【ChinaJoy2025概要レポート】時代に合わせて変化を模索するChinaJoyの現状とこれから
著者:加藤賢治(SQOOL代表 兼 編集長)
世界の中でも巨大な市場に育った中国ゲーム市場。日本のゲーム事業者にとってもその動向はとても重要なものです。
年に一度上海で開催されるChinaJoyは、中国のゲーム市場を俯瞰的に見れる場としてとても良いイベントです。
さて、この記事では8月1日〜4日に開催されたCginaJoy 2025の概況をお伝えいたします。
今回のChinaJoyはコロナ禍後の方向性を模索していた、停滞期ともいえるChinaJoyの状況に少し光が差したのではないかと感じました。
コロナ禍を経て世界的に大規模なゲームイベントが低迷し、E3が終了するなどの逆風があり、そして中国の景気低迷とゲーム業界全体の世界的な不振があり、さらに中国では国内の規制強化と、大手に向けての価値が主だったChinaJoyは、昨年、一昨年は出展ブース数の確保やファンの集客に苦労していた感がありました。
そのような状況の中、ChinaJoyは徐々にインディーゲームのブースを増やすなどトレンドに合わせた動きを模索していましたが、イベントの性格がインディーに合っていなかったこともあり、苦労しているなという感じでした。
しかし今年は、ここ数年の調整が功を奏したのか、インディーコーナーはまずまずの盛況だったのではないかと思います。BtoBエリアにインディーコーナーが置かれていたもは、パブリッシャーとのマッチングを重視するという点と、BtoCエリアは大規模ステージが多くその相性を考えてのことかもしれません。
BtoCエリアも人手と熱気が戻っているように見え、イベントとしては来年に向けての道が見えたのではないかと思います。
しかし中国ゲーム市場が不況に喘いでいる状況はまだまだ継続しており、不況だけどそうも言っていられない、という感じで業界としては前向きに頑張っているように見えました。
かつてのスマホゲーム、VR、eスポーツのような目立ったトレンドはなく、インディーを取り込んだとはいえ目玉には乏しいかと思いましたが、昨年の黒神話悟空の大ヒットの熱気はまだ継続しているようで、品質がよければ成功できるという実例を励みに中国ゲーム業界関係者は頑張っているようでした。
ただ直接話を聞くと以前と比べて開発費用の獲得は難しくなっており、途中でクローズするプロジェクトも多いとのことでした。
昨年はよく話に出てきたHTML5のWeChatゲームなどのトレンドも、今はもう古い話、と言う関係者が多く、中国ゲーム市場で唯一お金の回っていたHTML5ゲームのシュリンクと、新しいトレンドの創出とどちらが早いのかというような感じになっています。
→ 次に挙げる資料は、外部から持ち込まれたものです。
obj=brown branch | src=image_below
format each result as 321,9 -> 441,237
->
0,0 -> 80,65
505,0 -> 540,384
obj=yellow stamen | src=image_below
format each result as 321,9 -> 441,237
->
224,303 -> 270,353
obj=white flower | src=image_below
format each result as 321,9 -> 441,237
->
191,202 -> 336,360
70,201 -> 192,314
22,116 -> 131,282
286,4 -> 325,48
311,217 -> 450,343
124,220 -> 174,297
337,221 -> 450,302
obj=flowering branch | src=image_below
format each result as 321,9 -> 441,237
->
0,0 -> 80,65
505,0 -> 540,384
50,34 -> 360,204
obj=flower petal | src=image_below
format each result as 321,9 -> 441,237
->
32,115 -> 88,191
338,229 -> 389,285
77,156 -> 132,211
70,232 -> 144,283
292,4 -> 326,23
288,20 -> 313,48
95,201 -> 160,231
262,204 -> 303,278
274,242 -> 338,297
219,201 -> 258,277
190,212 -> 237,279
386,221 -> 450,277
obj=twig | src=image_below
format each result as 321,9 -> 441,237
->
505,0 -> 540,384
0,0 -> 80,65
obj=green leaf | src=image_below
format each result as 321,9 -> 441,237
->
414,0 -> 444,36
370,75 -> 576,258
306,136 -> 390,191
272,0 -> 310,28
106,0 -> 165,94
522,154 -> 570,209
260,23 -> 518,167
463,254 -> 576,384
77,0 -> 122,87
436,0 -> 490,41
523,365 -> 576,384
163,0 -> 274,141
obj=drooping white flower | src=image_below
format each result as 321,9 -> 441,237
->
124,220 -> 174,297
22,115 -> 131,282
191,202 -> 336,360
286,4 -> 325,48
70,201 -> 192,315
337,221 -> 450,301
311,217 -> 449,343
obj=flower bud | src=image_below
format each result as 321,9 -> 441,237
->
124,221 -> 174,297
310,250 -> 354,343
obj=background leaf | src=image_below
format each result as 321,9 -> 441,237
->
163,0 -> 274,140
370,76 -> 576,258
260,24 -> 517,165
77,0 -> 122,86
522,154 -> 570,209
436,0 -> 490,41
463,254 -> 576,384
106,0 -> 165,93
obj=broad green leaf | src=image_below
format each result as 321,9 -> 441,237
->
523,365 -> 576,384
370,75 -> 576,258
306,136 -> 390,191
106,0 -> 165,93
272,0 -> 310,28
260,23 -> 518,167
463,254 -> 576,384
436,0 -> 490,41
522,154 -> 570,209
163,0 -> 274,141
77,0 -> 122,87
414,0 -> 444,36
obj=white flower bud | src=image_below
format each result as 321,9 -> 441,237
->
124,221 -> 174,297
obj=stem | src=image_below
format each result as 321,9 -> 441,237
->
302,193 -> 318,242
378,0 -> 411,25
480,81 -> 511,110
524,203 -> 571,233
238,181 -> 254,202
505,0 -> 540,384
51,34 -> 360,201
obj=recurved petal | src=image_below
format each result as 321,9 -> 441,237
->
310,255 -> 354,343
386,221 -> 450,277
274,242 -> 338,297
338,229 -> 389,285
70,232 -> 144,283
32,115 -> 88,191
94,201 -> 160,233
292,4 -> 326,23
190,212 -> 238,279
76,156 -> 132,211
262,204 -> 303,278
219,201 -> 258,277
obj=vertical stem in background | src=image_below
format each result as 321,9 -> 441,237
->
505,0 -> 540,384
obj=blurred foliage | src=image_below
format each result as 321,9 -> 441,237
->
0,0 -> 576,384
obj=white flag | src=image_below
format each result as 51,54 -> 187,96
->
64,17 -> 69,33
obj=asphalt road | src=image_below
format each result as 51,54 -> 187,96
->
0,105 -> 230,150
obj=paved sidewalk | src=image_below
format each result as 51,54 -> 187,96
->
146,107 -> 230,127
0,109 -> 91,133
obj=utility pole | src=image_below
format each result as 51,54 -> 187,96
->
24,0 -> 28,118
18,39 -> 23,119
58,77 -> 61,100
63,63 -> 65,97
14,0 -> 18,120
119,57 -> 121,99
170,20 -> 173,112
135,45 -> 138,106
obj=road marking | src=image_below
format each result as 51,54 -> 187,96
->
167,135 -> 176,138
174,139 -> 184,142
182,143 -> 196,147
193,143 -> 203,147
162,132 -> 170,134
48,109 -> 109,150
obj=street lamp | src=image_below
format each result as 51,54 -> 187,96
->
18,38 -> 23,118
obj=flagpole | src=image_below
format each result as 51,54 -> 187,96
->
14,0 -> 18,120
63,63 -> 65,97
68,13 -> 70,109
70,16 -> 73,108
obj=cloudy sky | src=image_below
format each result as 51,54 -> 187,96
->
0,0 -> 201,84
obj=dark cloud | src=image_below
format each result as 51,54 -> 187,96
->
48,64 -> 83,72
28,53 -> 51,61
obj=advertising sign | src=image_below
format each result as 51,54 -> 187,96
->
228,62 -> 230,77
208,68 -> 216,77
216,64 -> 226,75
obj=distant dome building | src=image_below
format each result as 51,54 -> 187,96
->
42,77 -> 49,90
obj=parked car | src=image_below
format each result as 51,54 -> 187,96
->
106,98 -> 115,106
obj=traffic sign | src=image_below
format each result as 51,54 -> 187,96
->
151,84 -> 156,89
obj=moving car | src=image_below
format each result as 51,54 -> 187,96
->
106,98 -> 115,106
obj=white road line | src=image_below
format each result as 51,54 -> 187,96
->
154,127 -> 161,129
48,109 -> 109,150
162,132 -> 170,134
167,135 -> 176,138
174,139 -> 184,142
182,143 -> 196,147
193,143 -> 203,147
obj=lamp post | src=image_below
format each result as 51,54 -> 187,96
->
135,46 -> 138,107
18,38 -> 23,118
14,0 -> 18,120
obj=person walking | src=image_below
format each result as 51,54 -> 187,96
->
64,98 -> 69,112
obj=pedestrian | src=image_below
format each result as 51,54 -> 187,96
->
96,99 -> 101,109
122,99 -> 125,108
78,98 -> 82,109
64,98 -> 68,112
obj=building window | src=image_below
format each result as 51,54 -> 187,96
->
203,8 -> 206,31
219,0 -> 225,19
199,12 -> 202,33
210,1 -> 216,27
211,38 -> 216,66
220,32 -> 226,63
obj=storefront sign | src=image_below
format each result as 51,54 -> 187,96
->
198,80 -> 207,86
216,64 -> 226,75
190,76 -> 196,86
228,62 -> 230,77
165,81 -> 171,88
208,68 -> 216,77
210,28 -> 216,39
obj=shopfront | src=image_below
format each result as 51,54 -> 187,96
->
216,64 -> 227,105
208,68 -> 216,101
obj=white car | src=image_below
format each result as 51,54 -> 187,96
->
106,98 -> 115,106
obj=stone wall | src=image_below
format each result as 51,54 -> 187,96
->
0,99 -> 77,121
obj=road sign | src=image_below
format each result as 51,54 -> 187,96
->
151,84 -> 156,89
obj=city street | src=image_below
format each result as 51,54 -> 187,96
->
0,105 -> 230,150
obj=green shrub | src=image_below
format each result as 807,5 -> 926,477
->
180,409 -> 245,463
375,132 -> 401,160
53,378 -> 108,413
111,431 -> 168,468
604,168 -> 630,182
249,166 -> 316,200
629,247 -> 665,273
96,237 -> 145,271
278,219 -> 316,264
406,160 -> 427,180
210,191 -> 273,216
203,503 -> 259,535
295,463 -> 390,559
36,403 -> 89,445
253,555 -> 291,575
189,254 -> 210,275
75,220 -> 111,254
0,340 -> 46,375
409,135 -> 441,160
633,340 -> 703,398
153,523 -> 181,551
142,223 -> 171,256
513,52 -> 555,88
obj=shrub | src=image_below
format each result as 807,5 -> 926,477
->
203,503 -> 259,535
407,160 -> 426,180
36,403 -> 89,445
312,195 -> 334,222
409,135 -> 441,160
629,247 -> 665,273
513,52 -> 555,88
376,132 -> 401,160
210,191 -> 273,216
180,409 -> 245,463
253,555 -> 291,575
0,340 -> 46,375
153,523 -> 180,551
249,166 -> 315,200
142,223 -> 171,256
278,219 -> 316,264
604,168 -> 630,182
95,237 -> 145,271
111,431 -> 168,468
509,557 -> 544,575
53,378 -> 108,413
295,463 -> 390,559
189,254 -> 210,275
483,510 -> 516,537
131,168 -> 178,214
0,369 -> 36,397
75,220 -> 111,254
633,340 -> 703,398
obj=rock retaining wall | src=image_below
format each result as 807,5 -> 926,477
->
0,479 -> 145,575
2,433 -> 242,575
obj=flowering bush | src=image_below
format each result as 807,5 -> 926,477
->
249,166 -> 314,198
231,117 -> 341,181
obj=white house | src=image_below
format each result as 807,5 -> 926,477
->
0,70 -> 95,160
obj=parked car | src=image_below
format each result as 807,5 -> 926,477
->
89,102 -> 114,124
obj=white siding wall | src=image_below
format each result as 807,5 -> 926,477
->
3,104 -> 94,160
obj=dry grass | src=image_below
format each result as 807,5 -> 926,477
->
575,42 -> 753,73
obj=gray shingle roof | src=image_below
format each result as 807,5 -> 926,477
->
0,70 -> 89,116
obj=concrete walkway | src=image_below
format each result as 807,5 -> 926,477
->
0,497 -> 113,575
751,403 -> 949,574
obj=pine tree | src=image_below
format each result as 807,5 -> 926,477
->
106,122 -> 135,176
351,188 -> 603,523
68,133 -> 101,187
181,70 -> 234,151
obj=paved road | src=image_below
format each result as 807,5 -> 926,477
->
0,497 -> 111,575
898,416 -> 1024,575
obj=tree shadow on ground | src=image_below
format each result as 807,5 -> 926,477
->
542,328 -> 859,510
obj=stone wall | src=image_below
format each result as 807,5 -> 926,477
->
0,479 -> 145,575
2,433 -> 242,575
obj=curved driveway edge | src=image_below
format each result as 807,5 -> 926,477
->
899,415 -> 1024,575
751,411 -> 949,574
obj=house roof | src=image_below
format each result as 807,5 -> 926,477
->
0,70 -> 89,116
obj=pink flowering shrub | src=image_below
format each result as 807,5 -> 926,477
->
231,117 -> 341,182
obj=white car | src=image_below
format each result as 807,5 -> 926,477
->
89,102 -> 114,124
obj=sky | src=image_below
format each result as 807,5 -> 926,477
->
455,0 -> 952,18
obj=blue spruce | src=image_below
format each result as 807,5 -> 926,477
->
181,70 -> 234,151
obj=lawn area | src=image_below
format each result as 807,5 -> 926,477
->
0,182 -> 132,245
日本のゲーム市場についても引き続き大きな関心を持っている中国ゲーム関係者が多く、中国ゲーム市場の規制強化の流れはそうそう変わらないという雰囲気の中、隣国の大きな市場としての日本の重要性は徐々に高まっており、日本に刺さるビジネスモデルの創出はここ数年の普遍的な課題として定着しているという感じでした。
IPの供給元としての日本の重要性もまた規制強化に伴って高まっており、オリジナルの新規IPでの成功がなかなか見出せない日本と似たような理由で、有名IPのゲーム化の需要が高まっているようでした。
AIに関する話題は意外と少なく、あったとしても広告や制作ツールの中にAIを使っていますよという感じのものが多く、ゲームとしてはAI使ってます云々はほぼ謳われていなくて、それよりもコンテンツとしての質をどう高めるかというところが重視されていました。
昨年まで感じていたChinaJoyの閉塞感みたいなものはある程度なくなっていて、不景気の中でChinaJoyの底力が見えたな、という感じのChinaJoy2025でした。